Not, of course, in the film’s fight-to-the-death competition, but on the Business Journal’s list of most profitable public companies in Los Angeles County.

Lions Gate, long near the bottom of the list, jumped into this year’s top 25 with a 104 percent return on equity. That raised the Santa Monica company’s three-year average returns into the black for the first time in six years.

More impressively, it beat out eye-popping returns posted by perennial frontrunner Herbalife Inc., which earned 102 percent on its equity.

Lions Gate’s gains are due not only to the success of “Hunger Games,” but also to acquisition early last year of Summit Entertainment, the studio behind another hit franchise, “Twilight.”
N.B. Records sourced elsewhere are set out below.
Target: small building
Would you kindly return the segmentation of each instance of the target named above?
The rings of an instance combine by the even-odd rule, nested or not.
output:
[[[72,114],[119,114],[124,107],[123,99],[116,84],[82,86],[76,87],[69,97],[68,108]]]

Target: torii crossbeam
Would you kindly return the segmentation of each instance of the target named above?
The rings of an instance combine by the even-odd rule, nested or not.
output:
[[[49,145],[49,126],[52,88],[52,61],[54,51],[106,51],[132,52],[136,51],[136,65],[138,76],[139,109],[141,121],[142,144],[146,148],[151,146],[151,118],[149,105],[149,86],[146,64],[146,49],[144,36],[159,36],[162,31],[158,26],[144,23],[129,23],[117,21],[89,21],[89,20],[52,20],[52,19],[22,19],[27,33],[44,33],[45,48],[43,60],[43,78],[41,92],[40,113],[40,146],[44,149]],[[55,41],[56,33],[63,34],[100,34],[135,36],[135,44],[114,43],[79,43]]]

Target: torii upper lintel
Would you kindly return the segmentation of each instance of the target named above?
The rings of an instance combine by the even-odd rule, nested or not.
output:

But the good year at the box office is just part of the story. David Miller, an analyst at Westwood brokerage B. Riley & Co. who follows Lions Gate, said Summit specializes in selling film rights overseas. That has increased revenue, helping Lions Gate pay down debt.

As a result, “you have higher net income and higher return on equity,” Miller said. “It becomes a positive virtuous cycle.”

All that pushed the company up 87 spots on the list to No. 24. What’s more, the company could continue to climb. In a research note this month, Miller projected Lions Gate’s return on equity at 41 percent for the rest of this year and 79 percent the year after.

Herbalife and apparel brand Cherokee Inc. still lead the pack, ranked by most recent fiscal year profits, though a few newcomers managed to break into the Top 10. Notable among them: prepaid debit card issuer Green Dot Corp., which went public in 2010 and was first eligible for the list this year. It joins the list at No. 8, higher than any other financial services firm.

The Pasadena company makes money when customers buy cards, deposit cash or make purchases. It collects a bit more than 1 percent of every purchase made with a prepaid card and also collects monthly fees from customers.

For all that, however, it doesn’t have to spend much money or deploy much capital, said Gil Luria, an analyst who follows Green Dot for downtown L.A. brokerage Wedbush Securities Inc. That explains Green Dot’s three-year average returns of nearly 23 percent.

“They’re only focused on the fee-generating aspects of financial services,” Luria said. “And since they’re the biggest (issuer), they have very good scale and high profitability levels. Each incremental customer and transaction is very profitable.”

But while 2012 was a good year for the top companies, others struggled. More than half had lower returns last year than in 2011. And one of last year’s top 10 most profitable companies fell hard.

U.S. China Mining Group Inc., which operates Chinese coal mines, ranked No. 8 on last year’s list but fell to No. 82 this year as coal orders fell and costs rose.